The British newspapers and media have spotlighted the topic of misbehaving children in school recently. The topic of discussion usually ends with the answer that entails kicking troublemakers out of the classroom setting.

This time, however, the latest spin on this is to make the parents stay at home to look after them, once they have been thrown out of school.

This doesn’t make any sense and is a nuisance to parents. The discussion also describes letting special schools stay open or even building new special schools for these children.

The child has been kicked out of the regular classroom which demonstrates that they are having a tough time fitting in with the usual student setting.
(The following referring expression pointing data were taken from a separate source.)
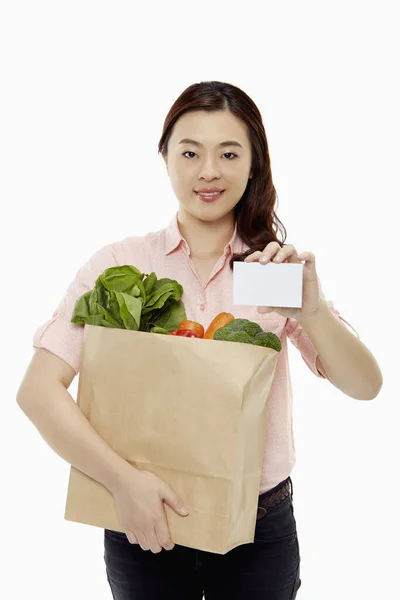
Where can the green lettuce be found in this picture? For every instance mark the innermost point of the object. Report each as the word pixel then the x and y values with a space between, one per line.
pixel 125 298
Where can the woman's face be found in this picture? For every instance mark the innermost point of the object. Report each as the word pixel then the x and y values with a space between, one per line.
pixel 192 167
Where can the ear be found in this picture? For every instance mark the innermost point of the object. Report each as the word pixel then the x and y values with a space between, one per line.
pixel 166 163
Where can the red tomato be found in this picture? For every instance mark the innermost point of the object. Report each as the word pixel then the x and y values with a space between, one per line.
pixel 187 333
pixel 193 326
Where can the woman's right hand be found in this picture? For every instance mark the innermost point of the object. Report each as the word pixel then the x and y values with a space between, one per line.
pixel 139 502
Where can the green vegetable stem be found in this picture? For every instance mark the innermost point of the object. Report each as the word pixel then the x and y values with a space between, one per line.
pixel 125 298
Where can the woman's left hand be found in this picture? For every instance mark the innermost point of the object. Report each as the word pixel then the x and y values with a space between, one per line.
pixel 311 302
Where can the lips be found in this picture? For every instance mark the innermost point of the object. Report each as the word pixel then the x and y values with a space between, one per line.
pixel 210 197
Then the solution must include finding an educational setting where the students can actually thrive, right?

So, if your child has been kicked out for bad behavior, what do you do? Here are my thoughts on it, having been through it ourselves with our eldest:

1. You have not failed as a parent. Don’t waste time having a pity party for yourself. Perhaps your parenting skills could use some improvement, but that is the case for just about everyone. Try to be a better parent by actively seeking out information through books and materials on raising kids.
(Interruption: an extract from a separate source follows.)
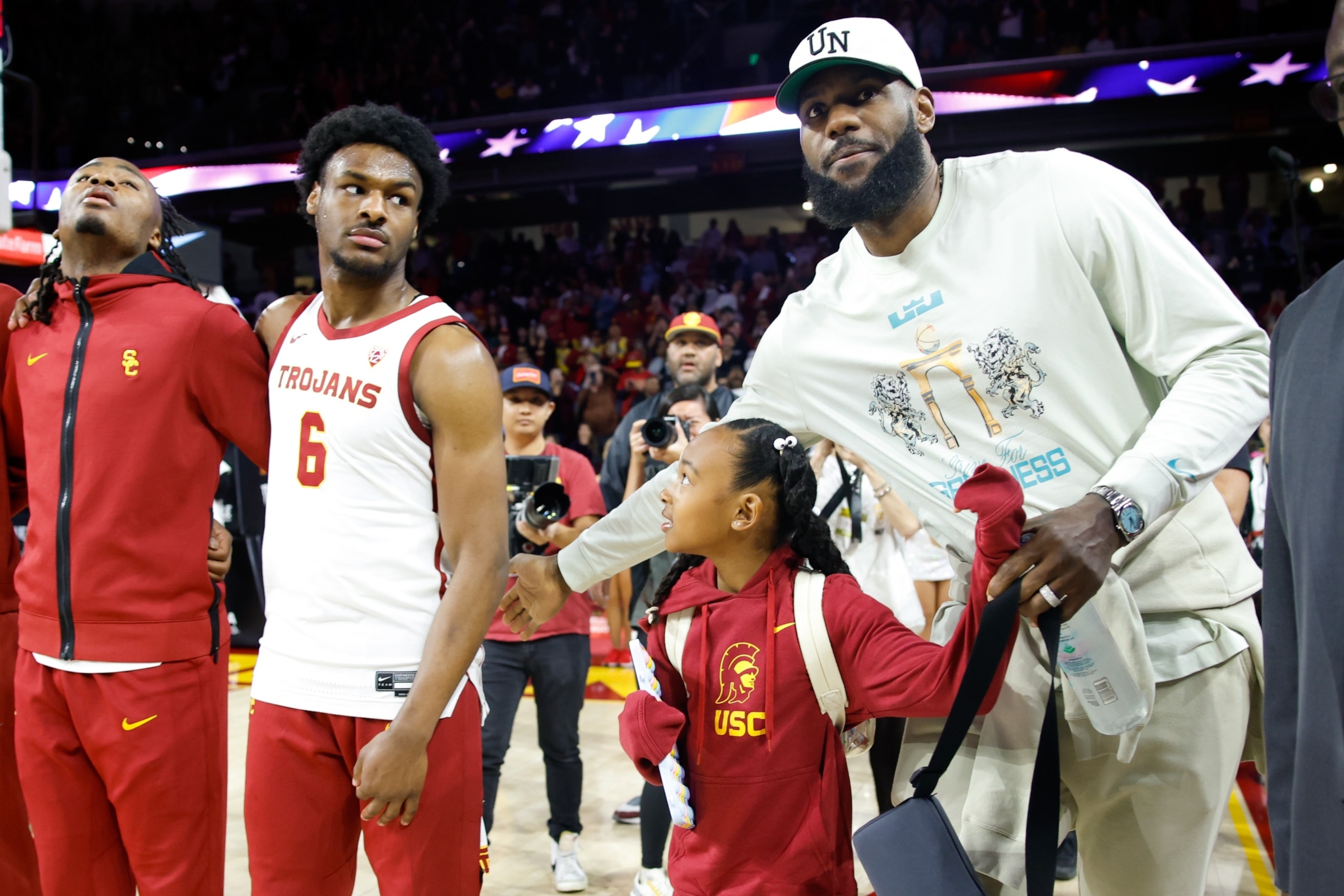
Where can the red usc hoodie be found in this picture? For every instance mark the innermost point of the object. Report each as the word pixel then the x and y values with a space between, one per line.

2. DO NOT sit around blaming the school. Even if they are useless, the most likely reason is their own lack of resources (blame the education aurthority, blame the government, blame the voters). The teachers may not be able to help your child, but that reflects a lack of training and lack of time, not a lack of concern.

3. Ask for help from the local education authority (LEA). They should be able to supply an alternative learning setting for your child. You need to be persistent when you contact them, but avoid being mean. You can ask your politicians and newspapers to help you get the engine humming if you need to.

4. DO be prepared to consider alternative placements, such as special schools or even residential placements. Better to deal with it now, than to have your child growing up with the bad behaviors!

5. Seek professionals to determine if your child has a learning disability, ADHD or Asperger’s syndrome. These can wreak havoc in the classroom. There is an enviroment in which children who suffer from these conditions can excel. It is a matter of finding the right educational setting.

6. Don’t be tempted to look beyond your child’s behavior or kid yourself into thinking that they are a model student. You may feel like defending your child and think that everyone is wrong about his behavior. It is more productive to acknowledge that there could be a problem and work it out with help from the LEA.

Those are just some of the issues you may have to deal with, so be prepared for them.

The previous tips should be of some assistance to any parent struggling with a child’s behavior. Plus, if you work in the education field please refrain from pointing to kicking the child out of the classroom as the only solution. That would not be a solution and wouldn’t be of benefit to anyone.